It’s not secret my current favorite tech toys are my iPhone and Twitter.
I follow several hundred people of interest, and regularly use TwitterFon Pro, TweetDeck and Twitter.com to keep up with them all. For an elite group of people I follow on twitter I choose to have their updates pushed to me via SMS (text message) to my phone.
Sometimes I’m in area where I dont have reliable service to my phone (most of the meeting rooms at my work for some reason), and Twitter will try to send me an SMS message telling me that one of my good friends just made a tweet. If Twitter cant deliver that tweet for some reason, like the phone doesnt have service, Twitter simply stops sending message to your phone. There has been many times where i have thought to myself “damn Twitter is quiet today”, then I log onto Twitter.com and see a “is you device have trouble?” error. If i don’t go check the website, I have no idea that Twitter turned off SMS updates to my phone. Twitter is cool but they aren’t cool enough to send you an email saying “Hey your phone is screwed up, we are going to stop sending you SMS message until you fix it”. Atleast then the poor bastards like me who are addicted to twitter would know what we have to do.
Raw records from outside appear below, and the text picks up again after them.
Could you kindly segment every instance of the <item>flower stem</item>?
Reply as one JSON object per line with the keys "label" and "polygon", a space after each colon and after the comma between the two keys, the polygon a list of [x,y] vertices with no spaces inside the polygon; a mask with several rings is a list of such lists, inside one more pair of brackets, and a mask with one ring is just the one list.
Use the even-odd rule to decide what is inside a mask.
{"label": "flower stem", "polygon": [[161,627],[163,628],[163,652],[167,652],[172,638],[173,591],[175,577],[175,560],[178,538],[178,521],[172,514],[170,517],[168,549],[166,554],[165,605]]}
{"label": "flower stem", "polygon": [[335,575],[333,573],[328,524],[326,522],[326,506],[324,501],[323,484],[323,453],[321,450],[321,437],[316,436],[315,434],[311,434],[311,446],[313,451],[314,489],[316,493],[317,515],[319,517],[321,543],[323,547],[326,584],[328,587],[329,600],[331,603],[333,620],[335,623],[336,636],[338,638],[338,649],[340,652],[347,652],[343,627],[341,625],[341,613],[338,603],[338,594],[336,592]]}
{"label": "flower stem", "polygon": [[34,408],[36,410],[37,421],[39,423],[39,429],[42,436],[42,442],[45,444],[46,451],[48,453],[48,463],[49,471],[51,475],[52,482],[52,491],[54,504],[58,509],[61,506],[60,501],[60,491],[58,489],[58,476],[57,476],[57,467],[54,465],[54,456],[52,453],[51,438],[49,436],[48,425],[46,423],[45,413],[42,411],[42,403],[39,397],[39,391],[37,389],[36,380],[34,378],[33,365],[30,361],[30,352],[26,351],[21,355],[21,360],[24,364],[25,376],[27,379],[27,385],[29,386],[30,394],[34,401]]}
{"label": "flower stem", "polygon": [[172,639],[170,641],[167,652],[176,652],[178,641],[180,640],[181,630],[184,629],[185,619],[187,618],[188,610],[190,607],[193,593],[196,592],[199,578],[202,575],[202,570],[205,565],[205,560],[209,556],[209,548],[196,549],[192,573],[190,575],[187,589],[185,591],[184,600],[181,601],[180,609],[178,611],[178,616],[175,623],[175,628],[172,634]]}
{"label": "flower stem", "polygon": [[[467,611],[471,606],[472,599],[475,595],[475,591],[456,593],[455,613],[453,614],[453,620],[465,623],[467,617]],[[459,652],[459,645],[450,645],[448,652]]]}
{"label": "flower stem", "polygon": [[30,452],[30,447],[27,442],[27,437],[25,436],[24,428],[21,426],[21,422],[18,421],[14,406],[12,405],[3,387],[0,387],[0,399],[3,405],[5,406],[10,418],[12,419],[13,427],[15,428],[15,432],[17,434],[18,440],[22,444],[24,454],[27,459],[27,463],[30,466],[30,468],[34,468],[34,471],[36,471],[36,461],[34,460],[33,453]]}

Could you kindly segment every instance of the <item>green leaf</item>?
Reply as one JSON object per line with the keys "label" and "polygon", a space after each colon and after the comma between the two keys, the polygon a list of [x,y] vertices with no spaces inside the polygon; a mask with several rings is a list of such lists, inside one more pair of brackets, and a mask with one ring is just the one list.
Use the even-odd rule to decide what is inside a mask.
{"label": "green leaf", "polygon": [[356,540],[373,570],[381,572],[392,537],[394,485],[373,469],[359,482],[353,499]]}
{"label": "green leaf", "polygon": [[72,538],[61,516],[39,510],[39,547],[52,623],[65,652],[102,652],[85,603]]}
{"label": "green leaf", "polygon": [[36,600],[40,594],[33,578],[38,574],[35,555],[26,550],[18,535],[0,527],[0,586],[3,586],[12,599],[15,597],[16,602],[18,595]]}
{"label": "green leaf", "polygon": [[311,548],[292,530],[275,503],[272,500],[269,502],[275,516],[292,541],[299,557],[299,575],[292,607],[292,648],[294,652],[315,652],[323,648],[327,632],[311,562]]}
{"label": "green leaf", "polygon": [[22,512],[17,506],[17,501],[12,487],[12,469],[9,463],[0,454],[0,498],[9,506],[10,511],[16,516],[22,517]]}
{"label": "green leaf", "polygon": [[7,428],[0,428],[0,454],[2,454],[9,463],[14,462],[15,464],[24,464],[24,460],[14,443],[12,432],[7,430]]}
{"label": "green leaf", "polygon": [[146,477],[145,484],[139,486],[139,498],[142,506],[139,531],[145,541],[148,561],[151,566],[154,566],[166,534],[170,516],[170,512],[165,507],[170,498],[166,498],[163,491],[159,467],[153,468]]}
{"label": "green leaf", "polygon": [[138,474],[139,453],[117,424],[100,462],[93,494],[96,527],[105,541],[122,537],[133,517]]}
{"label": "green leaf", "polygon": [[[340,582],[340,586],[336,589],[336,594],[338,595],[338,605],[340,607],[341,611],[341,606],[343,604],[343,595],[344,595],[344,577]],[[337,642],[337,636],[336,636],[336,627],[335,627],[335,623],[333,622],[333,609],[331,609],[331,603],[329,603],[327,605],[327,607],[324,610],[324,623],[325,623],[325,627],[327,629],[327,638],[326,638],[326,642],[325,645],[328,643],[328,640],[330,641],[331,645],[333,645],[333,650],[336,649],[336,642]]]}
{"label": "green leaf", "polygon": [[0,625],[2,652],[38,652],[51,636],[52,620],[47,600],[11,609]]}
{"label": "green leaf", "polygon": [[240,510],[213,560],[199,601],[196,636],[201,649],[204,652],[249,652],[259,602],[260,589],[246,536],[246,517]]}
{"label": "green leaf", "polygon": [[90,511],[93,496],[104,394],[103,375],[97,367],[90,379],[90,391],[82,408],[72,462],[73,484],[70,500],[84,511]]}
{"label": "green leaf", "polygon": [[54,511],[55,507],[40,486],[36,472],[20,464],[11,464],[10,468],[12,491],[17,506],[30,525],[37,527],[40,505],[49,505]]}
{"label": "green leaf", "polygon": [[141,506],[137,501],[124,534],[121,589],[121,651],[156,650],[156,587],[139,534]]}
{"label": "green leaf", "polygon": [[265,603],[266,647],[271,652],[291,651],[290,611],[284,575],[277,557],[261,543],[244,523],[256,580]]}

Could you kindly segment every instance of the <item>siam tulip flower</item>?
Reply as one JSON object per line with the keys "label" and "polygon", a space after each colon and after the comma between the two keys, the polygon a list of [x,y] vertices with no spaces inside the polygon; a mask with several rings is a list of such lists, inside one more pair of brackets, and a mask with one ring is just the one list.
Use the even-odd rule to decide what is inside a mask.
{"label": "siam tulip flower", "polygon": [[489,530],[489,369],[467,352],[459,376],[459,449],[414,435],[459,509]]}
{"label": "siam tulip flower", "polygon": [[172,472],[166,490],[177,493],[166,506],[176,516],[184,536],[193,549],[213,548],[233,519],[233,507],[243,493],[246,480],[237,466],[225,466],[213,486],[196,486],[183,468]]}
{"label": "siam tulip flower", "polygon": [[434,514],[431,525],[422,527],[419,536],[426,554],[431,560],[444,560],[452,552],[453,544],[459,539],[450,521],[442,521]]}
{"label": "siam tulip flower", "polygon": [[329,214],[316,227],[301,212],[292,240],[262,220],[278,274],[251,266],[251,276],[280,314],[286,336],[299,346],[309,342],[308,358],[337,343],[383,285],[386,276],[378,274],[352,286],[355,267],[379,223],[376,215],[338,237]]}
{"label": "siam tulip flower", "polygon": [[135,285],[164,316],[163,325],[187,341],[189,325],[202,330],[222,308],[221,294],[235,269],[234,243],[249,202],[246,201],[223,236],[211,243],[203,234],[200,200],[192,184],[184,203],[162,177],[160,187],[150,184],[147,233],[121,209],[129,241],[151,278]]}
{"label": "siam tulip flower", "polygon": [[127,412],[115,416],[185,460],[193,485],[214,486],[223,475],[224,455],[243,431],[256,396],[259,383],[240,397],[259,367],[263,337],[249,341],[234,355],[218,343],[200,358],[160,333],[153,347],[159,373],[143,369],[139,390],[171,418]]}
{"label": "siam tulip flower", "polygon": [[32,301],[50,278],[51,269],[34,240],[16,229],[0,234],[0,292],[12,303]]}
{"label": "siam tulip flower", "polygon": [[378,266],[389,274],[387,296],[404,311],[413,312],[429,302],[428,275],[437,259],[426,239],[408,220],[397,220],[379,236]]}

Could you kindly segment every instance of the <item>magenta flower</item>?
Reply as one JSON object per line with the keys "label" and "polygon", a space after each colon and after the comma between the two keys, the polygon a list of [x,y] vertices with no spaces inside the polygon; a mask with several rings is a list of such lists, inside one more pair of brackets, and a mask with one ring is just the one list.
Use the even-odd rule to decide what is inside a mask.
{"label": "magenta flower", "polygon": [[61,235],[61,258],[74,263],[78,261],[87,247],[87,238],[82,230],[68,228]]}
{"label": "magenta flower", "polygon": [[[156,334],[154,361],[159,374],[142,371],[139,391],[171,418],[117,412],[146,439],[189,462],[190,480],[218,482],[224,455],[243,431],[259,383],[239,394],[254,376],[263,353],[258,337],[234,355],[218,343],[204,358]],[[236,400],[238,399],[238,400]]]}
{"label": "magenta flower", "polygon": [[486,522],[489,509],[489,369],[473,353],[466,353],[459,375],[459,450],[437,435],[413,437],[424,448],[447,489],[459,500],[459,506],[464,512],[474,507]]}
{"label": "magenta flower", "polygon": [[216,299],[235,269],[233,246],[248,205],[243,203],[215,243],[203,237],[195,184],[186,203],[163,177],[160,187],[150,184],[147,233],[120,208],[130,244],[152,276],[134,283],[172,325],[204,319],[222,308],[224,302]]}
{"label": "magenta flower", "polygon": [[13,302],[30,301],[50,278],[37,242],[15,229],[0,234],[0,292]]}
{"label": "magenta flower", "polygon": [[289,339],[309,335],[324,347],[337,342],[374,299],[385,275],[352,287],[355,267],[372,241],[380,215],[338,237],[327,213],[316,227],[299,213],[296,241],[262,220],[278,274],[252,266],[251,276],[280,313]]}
Because I am such a Twitter addict, I have come up with a plan to end my frustrations with this problem. The solution? Use some evil “robots” to do my bidding. I have blogged about them before, I am talking about Cron and Curl. okokok, so they aren’t evil robots they are software running on my computer.
Twitter has an awesome API (Application Programming Interface) that allows you to do all sorts of sweet things using REST based http requests, including turning on and off SMS notifications to your phone.
cURL is an application that allows you to connect to web addresses from a command line.
cron is an application that allows you run application at scheduled intervals.
Can you guess where this is all going? Here is mathematical representation for you
((Twitter API + cURL) * cron(30 minutes)) = Happy Josh Highland
I have cron run the following command every 30 minutes (replace username and password with your own of course)
/usr/bin/curl -u user:password -d device=sms http://twitter.com/account/update_delivery_device.xml
I will never need to log onto twitter to turn on my SMS notifications ever again. In the event that Twitter disables notifications to my phone, every 30 minutes my evil robots enable MS messages to my phone. At most I will have 30 minutes of down time. I can live with that.
This is a perfect example of what one of my Computer Science professors told me… “If you have to do it more then 2 times write a script to do it for you”.